Limitations of current methods
Current methods for measuring tRNA molecules generally involve techniques such as next-generation sequencing or mass spectrometry, with limitations in diagnosing because they cannot detect the modifications or are unable to identify where they are in the tRNA molecule.
This new method, called Nano-tRNAseq, according to the CRG scientists, can measure both the abundance and the modifications of tRNA molecules in a single step and is based on nanopore sequencing, a technology that can sequence RNA molecules. directly by passing them through a small pore and detect changes in the electrical current that is generated when each nucleotide passes through the pore.
“Before we relied on two separate methods that are less informative, would take weeks and cost thousands of euros to get results. Nano-tRNAseq is much cheaper, and we can have results in a couple of days. In the near future, it will be in a few hours,” said CRG researcher Morghan Lucas.
Better logistics, another advantage
Another advantage is that nanopore sequencing machines for using Nano-tRNAseq are small, lightweight, and can be powered by a laptop or external battery, making them easy to transport and use in the field or in the clinic.
Although there are still some limitations to the new method, which has been tested with yeast tRNA, Lucas states “that using Nano-tRNAseq in parallel with other methods allows describing the modification profiles of the complete set of tRNAs in humans and, in In the future, using Nano-tRNAseq to identify which changes in tRNAs are associated with a certain disease.”

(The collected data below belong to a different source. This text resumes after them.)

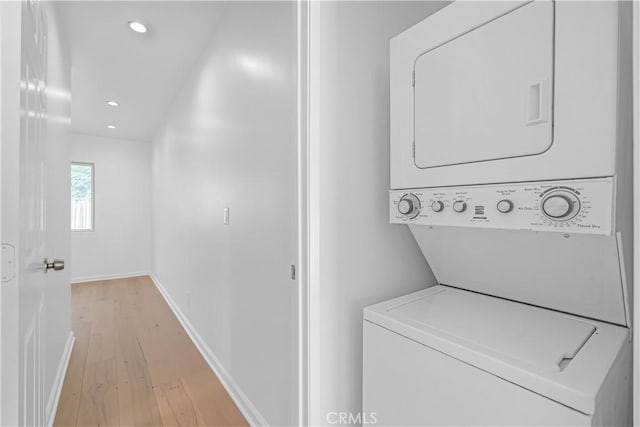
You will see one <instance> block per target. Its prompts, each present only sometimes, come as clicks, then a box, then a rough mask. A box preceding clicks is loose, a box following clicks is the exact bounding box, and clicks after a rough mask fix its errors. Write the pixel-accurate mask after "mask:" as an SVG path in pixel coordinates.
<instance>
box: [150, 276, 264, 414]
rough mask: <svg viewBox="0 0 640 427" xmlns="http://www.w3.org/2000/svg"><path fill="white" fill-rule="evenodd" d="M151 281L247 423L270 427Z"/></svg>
mask: <svg viewBox="0 0 640 427" xmlns="http://www.w3.org/2000/svg"><path fill="white" fill-rule="evenodd" d="M149 277H151V280H152V281H153V283H154V284H155V285H156V288H158V291H160V294H162V296H163V297H164V299H165V301H166V302H167V304H168V305H169V307H170V308H171V310H172V311H173V314H175V315H176V317H177V318H178V321H179V322H180V323H181V324H182V327H183V328H184V330H185V331H187V334H188V335H189V337H190V338H191V341H193V343H194V344H195V346H196V348H197V349H198V351H200V354H202V357H204V360H206V361H207V363H208V364H209V367H211V370H213V372H214V373H215V374H216V376H217V377H218V379H219V380H220V382H221V383H222V386H223V387H224V388H225V390H227V393H228V394H229V396H231V399H232V400H233V401H234V403H235V404H236V406H237V407H238V409H239V410H240V412H241V413H242V415H244V417H245V418H246V420H247V422H248V423H249V424H250V425H252V426H268V425H269V424H268V423H267V421H266V420H265V419H264V417H263V416H262V414H260V412H259V411H258V409H257V408H256V407H255V406H254V405H253V403H252V402H251V401H250V400H249V398H248V397H247V395H245V394H244V393H243V392H242V390H241V389H240V387H239V386H238V384H237V383H236V382H235V381H234V380H233V378H232V377H231V375H229V373H228V372H227V371H226V369H224V367H223V366H222V364H221V363H220V361H219V360H218V358H217V357H216V356H215V354H214V353H213V351H211V349H210V348H209V346H208V345H207V344H206V343H205V342H204V340H203V339H202V337H201V336H200V334H198V332H197V331H196V330H195V329H194V328H193V326H191V323H189V319H188V318H187V317H186V316H185V315H184V314H183V313H182V311H181V310H180V308H179V307H178V306H177V304H176V303H175V302H174V301H173V299H171V296H170V295H169V294H168V293H167V291H166V290H165V289H164V287H163V286H162V284H161V283H160V281H159V280H158V278H157V277H156V276H155V275H154V274H153V273H151V274H149Z"/></svg>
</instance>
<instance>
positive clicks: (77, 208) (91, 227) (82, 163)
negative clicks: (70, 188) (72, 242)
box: [71, 162, 94, 231]
mask: <svg viewBox="0 0 640 427" xmlns="http://www.w3.org/2000/svg"><path fill="white" fill-rule="evenodd" d="M93 169H94V166H93V164H92V163H75V162H74V163H71V231H93V218H94V211H93V207H94V198H93Z"/></svg>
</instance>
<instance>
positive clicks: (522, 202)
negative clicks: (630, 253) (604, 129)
mask: <svg viewBox="0 0 640 427" xmlns="http://www.w3.org/2000/svg"><path fill="white" fill-rule="evenodd" d="M613 193H614V182H613V178H595V179H581V180H570V181H541V182H526V183H513V184H490V185H474V186H464V187H442V188H419V189H411V190H392V191H391V192H390V220H391V223H394V224H423V225H443V226H455V227H484V228H502V229H516V230H534V231H557V232H565V233H582V234H603V235H611V234H612V233H613V206H614V203H613V201H614V200H613V197H614V194H613Z"/></svg>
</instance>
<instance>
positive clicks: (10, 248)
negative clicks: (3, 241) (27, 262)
mask: <svg viewBox="0 0 640 427" xmlns="http://www.w3.org/2000/svg"><path fill="white" fill-rule="evenodd" d="M15 277H16V248H15V247H14V246H13V245H10V244H8V243H3V244H2V283H6V282H10V281H12V280H13V279H14V278H15Z"/></svg>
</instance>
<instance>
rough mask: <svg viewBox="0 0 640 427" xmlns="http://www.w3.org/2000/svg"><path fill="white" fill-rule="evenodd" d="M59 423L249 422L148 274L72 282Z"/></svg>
mask: <svg viewBox="0 0 640 427" xmlns="http://www.w3.org/2000/svg"><path fill="white" fill-rule="evenodd" d="M71 289H72V290H71V294H72V301H73V331H74V333H75V335H76V342H75V346H74V349H73V353H72V354H71V361H70V364H69V368H68V370H67V375H66V378H65V381H64V386H63V389H62V396H61V398H60V404H59V406H58V413H57V415H56V420H55V425H57V426H73V425H77V426H97V425H99V426H109V425H113V426H115V425H121V426H162V425H181V426H184V425H194V426H195V425H206V426H236V425H247V423H246V421H245V420H244V418H243V417H242V415H241V414H240V412H239V411H238V408H237V407H236V406H235V404H234V403H233V401H232V400H231V398H230V397H229V395H228V394H227V393H226V391H225V389H224V388H223V387H222V385H221V384H220V382H219V381H218V378H217V377H216V376H215V375H214V374H213V372H212V371H211V369H210V368H209V366H208V365H207V363H206V362H205V361H204V359H203V358H202V356H201V355H200V353H199V352H198V350H197V349H196V347H195V346H194V345H193V343H192V342H191V340H190V339H189V336H188V335H187V333H186V332H185V331H184V329H183V328H182V326H181V325H180V323H179V322H178V320H177V319H176V318H175V316H174V315H173V312H172V311H171V309H170V308H169V306H168V305H167V304H166V302H165V301H164V299H163V298H162V296H161V295H160V293H159V292H158V290H157V289H156V288H155V286H154V284H153V283H152V282H151V280H150V279H149V278H148V277H146V276H145V277H135V278H131V279H120V280H109V281H102V282H93V283H82V284H77V285H72V288H71Z"/></svg>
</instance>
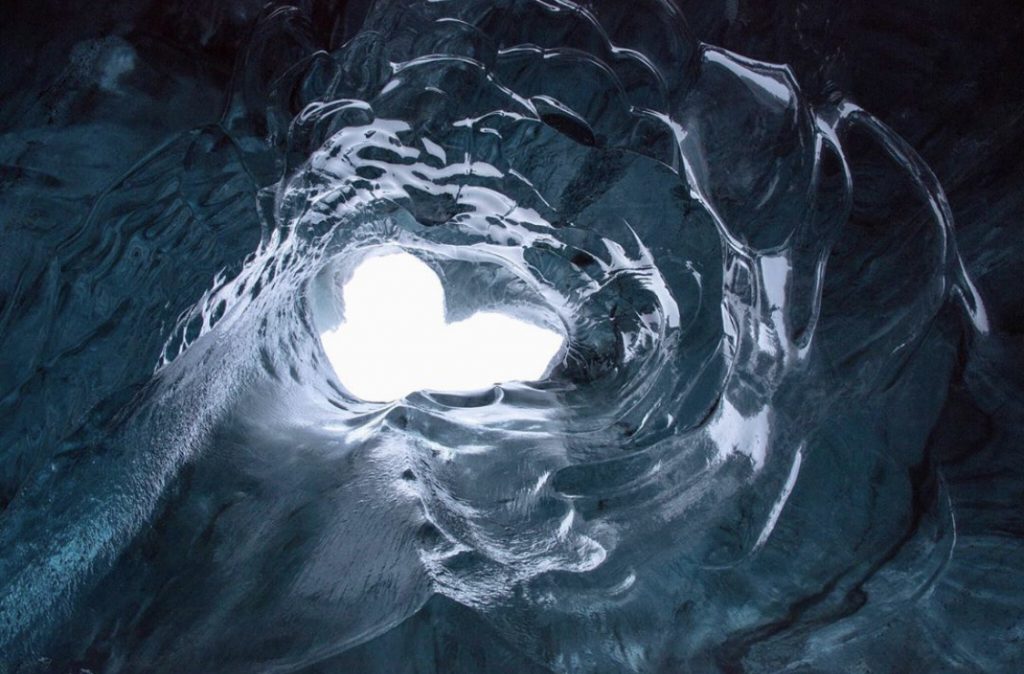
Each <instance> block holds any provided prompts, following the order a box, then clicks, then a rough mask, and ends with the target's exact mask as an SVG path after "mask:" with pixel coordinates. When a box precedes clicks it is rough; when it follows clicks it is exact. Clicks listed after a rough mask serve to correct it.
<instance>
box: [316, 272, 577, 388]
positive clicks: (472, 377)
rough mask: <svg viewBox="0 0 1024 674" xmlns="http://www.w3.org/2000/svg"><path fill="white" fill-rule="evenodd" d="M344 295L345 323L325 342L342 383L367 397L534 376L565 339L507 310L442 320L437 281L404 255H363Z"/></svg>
mask: <svg viewBox="0 0 1024 674" xmlns="http://www.w3.org/2000/svg"><path fill="white" fill-rule="evenodd" d="M342 295H343V298H344V303H345V318H344V322H343V323H341V324H340V325H339V326H338V328H337V329H336V330H332V331H329V332H326V333H324V334H323V335H322V340H323V342H324V349H325V350H326V351H327V355H328V359H330V361H331V364H332V365H333V366H334V369H335V371H336V372H337V374H338V378H339V379H340V380H341V383H342V384H343V385H344V386H345V388H347V389H348V390H349V391H350V392H351V393H352V394H354V395H356V396H358V397H360V398H362V399H365V401H372V402H378V403H383V402H388V401H395V399H398V398H401V397H403V396H406V395H408V394H409V393H412V392H413V391H418V390H434V391H445V392H461V391H470V390H477V389H481V388H486V387H489V386H492V385H493V384H496V383H501V382H506V381H535V380H538V379H541V378H543V377H544V376H545V375H546V374H547V372H548V368H549V367H550V365H551V361H552V359H554V356H555V355H556V354H557V353H558V351H559V350H560V349H561V346H562V342H563V337H562V335H560V334H559V333H557V332H554V331H552V330H548V329H546V328H542V327H540V326H537V325H534V324H531V323H527V322H525V321H519V320H517V319H513V318H512V317H510V315H506V314H504V313H497V312H489V311H487V312H482V311H481V312H478V313H474V314H473V315H471V317H470V318H468V319H466V320H465V321H459V322H457V323H445V321H444V291H443V289H442V288H441V282H440V279H438V278H437V275H436V273H434V271H433V269H431V268H430V267H429V266H427V264H426V263H424V262H422V261H421V260H419V259H417V258H416V257H415V256H413V255H410V254H409V253H392V254H387V255H380V256H376V257H370V258H368V259H367V260H365V261H364V262H362V263H360V264H359V265H358V266H357V267H356V268H355V269H354V270H353V272H352V277H351V279H350V280H349V281H348V283H346V284H345V286H344V288H343V289H342Z"/></svg>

“Nano-tRNAseq is a proof-of-concept technology that paves the way to develop a simple, inexpensive, and highly accurate method that can non-invasively quantify these molecules. Our objective is to continue developing this technology and combine it with artificial intelligence tools to determine the malignancy of a biological sample in less than 3 hours and at a cost of no more than 50 euros per sample”, Novoa concluded.